# ICP4 - GeoSnipes/Big-Data GitHub Wiki

#### Sub-Team Members

5-2 15 Naga Venkata Satya Pranoop Mutha

5-2 23 Geovanni West

# Confusion Matrix

A confusion matrix is a table that is often used to describe the performance of a classification model (or "classifier") on a set of test data for which the true values are known.

• ### Accuracy:

It determines the overall predicted accuracy of the model. It is calculated as Accuracy  = (True Positives + True Negatives)/(True Positives + True Negatives + False Positives + False Negatives)

• Misclassification Rate: Also known as "Error Rate". Overall, how often is it wrong? (FP+FN)/total. Equivalent to 1 - Accuracy

• True Positive Rate (TPR):  Indicates how many positive values, out of all the positive values, have been correctly predicted. The formula to calculate the true positive rate is (TP/(TP + FN)). Also, TPR =  1 - False Negative Rate.

• False Positive Rate (FPR): Indicates how many negative values, out of all the negative values, have been incorrectly predicted. The formula to calculate the false positive rate is (FP/(FP + TN)). Also, FPR = 1 - True Negative Rate.

• Specificity: When it's actually no, how often does it predict no?o TN/actual. Equivalent to 1 - False Positive Rate.

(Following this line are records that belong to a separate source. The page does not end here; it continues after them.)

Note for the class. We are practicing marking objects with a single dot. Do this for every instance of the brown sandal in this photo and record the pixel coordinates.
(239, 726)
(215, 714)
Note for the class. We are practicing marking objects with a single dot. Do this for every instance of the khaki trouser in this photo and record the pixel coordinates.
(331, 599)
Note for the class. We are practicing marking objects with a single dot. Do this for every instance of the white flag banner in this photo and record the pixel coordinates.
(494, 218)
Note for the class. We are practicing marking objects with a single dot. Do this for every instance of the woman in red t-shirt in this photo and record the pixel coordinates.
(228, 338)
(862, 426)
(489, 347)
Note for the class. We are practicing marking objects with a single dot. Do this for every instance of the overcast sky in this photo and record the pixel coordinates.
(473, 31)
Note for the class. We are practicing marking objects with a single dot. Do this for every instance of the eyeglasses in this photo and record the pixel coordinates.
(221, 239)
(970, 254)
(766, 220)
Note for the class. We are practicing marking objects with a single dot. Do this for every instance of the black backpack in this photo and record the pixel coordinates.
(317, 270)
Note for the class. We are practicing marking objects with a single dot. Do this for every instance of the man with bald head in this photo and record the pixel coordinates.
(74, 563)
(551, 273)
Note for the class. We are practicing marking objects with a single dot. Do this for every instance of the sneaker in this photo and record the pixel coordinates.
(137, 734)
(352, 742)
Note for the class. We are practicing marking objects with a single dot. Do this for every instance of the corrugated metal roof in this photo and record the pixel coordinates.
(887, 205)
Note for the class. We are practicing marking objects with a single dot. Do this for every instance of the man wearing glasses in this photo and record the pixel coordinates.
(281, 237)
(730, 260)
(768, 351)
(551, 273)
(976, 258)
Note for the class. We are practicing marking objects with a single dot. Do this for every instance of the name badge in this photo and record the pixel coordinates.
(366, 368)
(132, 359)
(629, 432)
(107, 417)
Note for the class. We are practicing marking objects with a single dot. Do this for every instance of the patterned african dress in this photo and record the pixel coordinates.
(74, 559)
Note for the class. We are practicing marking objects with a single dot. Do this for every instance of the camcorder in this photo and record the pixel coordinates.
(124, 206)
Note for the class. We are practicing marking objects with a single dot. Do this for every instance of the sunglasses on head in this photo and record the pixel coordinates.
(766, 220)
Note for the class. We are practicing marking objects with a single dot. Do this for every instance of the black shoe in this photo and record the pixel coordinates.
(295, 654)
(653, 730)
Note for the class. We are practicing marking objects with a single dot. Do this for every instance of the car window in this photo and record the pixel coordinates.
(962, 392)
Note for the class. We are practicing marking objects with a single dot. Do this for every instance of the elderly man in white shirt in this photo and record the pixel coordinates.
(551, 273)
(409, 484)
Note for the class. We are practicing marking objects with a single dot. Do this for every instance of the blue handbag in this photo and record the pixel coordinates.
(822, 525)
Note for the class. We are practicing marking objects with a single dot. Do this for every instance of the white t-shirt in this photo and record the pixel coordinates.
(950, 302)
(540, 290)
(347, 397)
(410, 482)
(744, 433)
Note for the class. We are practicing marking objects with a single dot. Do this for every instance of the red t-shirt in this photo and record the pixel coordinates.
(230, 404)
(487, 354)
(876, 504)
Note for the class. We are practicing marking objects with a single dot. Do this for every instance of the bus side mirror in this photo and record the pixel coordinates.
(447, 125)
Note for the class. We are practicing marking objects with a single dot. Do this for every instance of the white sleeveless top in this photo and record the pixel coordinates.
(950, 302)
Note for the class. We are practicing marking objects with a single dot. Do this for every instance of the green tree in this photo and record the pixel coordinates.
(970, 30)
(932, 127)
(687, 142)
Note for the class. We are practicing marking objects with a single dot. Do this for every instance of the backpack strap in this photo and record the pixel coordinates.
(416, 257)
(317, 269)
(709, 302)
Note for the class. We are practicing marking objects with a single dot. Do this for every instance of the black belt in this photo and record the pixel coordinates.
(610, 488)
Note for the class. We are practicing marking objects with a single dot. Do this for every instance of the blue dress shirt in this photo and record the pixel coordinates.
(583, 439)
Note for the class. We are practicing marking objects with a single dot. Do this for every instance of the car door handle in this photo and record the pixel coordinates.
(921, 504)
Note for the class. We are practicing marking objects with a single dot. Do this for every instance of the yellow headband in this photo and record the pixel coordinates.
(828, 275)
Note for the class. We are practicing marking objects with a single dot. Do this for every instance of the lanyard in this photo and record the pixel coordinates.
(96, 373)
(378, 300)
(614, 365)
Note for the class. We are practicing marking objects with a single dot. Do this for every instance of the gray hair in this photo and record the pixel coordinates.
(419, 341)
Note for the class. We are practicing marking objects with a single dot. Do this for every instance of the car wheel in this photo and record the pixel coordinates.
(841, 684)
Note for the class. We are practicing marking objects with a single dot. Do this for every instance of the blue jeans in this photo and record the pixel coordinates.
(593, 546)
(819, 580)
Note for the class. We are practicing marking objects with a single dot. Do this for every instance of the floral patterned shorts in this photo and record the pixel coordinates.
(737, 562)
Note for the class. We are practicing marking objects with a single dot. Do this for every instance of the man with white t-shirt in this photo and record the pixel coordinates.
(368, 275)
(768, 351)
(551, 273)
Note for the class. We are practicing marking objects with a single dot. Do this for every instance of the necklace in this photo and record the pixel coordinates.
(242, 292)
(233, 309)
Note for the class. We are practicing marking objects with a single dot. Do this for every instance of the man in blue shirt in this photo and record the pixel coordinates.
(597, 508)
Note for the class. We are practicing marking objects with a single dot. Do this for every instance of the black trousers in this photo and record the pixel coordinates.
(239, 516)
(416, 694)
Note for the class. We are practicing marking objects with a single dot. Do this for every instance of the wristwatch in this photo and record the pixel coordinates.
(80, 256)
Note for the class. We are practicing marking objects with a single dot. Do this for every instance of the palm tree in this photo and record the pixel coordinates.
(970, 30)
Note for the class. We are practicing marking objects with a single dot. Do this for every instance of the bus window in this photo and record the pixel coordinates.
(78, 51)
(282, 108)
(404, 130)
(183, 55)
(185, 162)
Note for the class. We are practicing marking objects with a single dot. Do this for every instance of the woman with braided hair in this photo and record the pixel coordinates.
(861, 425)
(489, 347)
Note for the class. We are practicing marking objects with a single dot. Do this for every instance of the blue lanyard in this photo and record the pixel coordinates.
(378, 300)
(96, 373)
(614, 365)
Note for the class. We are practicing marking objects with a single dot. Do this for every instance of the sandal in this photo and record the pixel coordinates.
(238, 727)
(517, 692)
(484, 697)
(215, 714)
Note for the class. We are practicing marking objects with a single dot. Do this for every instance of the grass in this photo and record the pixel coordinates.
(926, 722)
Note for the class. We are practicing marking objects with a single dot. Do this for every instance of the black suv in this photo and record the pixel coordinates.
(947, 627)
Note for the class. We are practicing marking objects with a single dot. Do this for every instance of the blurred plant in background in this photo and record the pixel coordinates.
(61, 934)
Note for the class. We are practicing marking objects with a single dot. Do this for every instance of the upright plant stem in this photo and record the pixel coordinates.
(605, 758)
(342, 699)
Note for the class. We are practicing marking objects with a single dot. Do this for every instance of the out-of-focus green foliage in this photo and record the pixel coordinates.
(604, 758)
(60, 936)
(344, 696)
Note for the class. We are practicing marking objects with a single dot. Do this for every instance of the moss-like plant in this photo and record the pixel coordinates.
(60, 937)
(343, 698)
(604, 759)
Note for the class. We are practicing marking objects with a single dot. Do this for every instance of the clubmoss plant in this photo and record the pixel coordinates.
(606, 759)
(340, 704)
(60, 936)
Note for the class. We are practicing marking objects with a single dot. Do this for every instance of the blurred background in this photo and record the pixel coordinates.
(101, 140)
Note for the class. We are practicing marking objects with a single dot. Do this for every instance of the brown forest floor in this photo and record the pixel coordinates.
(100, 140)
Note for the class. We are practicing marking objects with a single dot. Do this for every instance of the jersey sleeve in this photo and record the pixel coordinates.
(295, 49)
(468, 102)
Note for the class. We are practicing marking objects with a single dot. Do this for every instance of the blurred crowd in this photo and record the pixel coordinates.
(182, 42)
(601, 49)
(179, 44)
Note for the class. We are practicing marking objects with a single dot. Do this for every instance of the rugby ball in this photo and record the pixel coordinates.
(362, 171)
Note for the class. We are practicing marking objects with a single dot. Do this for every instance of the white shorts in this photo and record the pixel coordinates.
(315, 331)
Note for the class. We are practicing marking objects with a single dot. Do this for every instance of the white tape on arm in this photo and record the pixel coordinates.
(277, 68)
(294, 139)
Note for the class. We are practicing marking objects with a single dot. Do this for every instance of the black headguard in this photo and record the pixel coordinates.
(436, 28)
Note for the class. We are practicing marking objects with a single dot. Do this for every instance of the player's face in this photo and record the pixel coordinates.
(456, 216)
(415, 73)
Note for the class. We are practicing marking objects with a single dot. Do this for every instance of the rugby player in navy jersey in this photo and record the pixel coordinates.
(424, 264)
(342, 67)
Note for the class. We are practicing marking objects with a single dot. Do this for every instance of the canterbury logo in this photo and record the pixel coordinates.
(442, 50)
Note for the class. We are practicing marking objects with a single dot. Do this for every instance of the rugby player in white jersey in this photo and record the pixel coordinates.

• Precision: It indicates how many values, out of all the predicted positive values, are actually positive. It is formulated as:(TP / TP + FP). F Score: F score is the harmonic mean of precision and recall. It lies between 0 and 1. Higher the value, better the model. It is formulated as 2((precision*recall) / (precision+recall)).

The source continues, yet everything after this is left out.